No, it’s not a post on indexicals. Worse, it’s bit of navel gazing metablogging. Mea culpa.

Wait – I’m not sorry. Fuck you! This is my space to do with as I please –
but I digress.

So, what in the hell am I doing here? I don’t feel a part of the ‘blogosphere’ in the sense of an alternative public or anything like that. I don’t feel like a news service or anything like that (though I do appreciate others who do serve more of that function). This space is like a notebook for me to put down some ideas and to try to encourage myself to write more often, in order to think things through.

That’s not all it is, of course. It’s public, in a sense. I like to use the metaphor of being in someone’s living room with these blog things, and to joke about making coffee for people electronically. The metaphor doesn’t hold, though, because I don’t allow people to wander into my living room uninvited, and I don’t actually talk about these kinds of things in my living room very much. I’m more likely to read or watch TV there. It’s more like my bench at the park, which others do have some kind of freedom of access to.

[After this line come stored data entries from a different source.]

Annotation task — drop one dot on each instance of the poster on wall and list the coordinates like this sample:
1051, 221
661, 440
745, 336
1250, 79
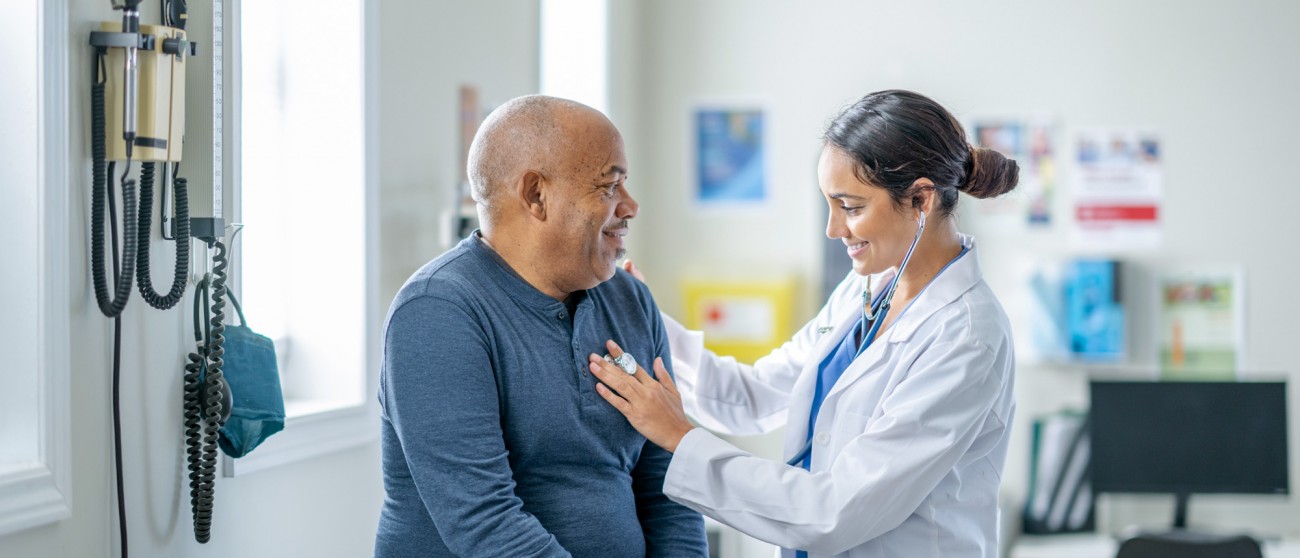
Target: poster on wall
1201, 324
729, 159
1030, 142
1118, 189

And that access by others is genuinely part of the appeal, it’s part of why the blog as notebook metaphor doesn’t really hold: this space provides me with an impetus to try to think and write in the way that my notebooks don’t.

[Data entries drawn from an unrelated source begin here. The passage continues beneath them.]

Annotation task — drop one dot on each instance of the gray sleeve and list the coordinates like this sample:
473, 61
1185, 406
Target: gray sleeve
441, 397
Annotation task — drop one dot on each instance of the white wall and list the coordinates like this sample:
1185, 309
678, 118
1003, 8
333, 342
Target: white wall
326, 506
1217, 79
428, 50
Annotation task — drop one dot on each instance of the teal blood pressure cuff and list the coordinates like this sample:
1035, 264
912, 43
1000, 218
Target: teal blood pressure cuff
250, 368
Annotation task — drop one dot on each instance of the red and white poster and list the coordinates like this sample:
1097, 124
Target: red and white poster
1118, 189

I must admit it is partially the publicness of it, there’s something gratifying in being read etc, I do sort of have a yearning in the back of my head to be, you know, important. Someone people listen to. Something like a public figure. There’s a proprietary moment to this, and none of it is an urge I want cultivate.

The exciting and fun parts of this space are the conversations it allows to happen, collaboration with friends over ideas. Michael Hardt has commented repeatedly that he greatly enjoys collectively working out concepts, that that is what he sees as happening with his and Negri’s disagreements with Virno over the concept of multitude. I relate to that. Intellectual collaboration feels good, especially in a nonproprietary form.

It’s like when I used to play in bands a long time ago, playing music together feels nice, in the sense of a pleasing synchronicity with someone(s) else, in the sense of crafting an object (however intangible) that one likes, and in the sense of getting better at something by practicing it. Some of my friends and I used to try to do the same thing with writing in our zines, and we had specific questions and issues we tried to work out. That’s the cool part about this space for me. Email lists served a similar function for a long time for me, as a way to maintain an intellectual life when I wasn’t able to get one going in my offline life (after several reading groups failed I gave up trying to recreate that one really great summer long Marx group I was in back in the day.)

In a way it’s still private, in the sense of being personal, despite being collective and being exposed to/approachable by unknown others. That exposedness or being in the presence of potential other, at its best, for me, is not about being looked at so much as it’s a possibility for encountering other people who might join in the process and/or invite me into other processes.

It’s quite easy for that to turn over into something else, though, a (craving for a) position of authority or expertise, a compulsion to have an opinion – and a better one – on everything (or at least on what other people are talking about, or better yet, what they’re about to start talking about), a fear of saying “I’m not really sure” and a tendency to talk before asking other people questions. Must work to avoid all that.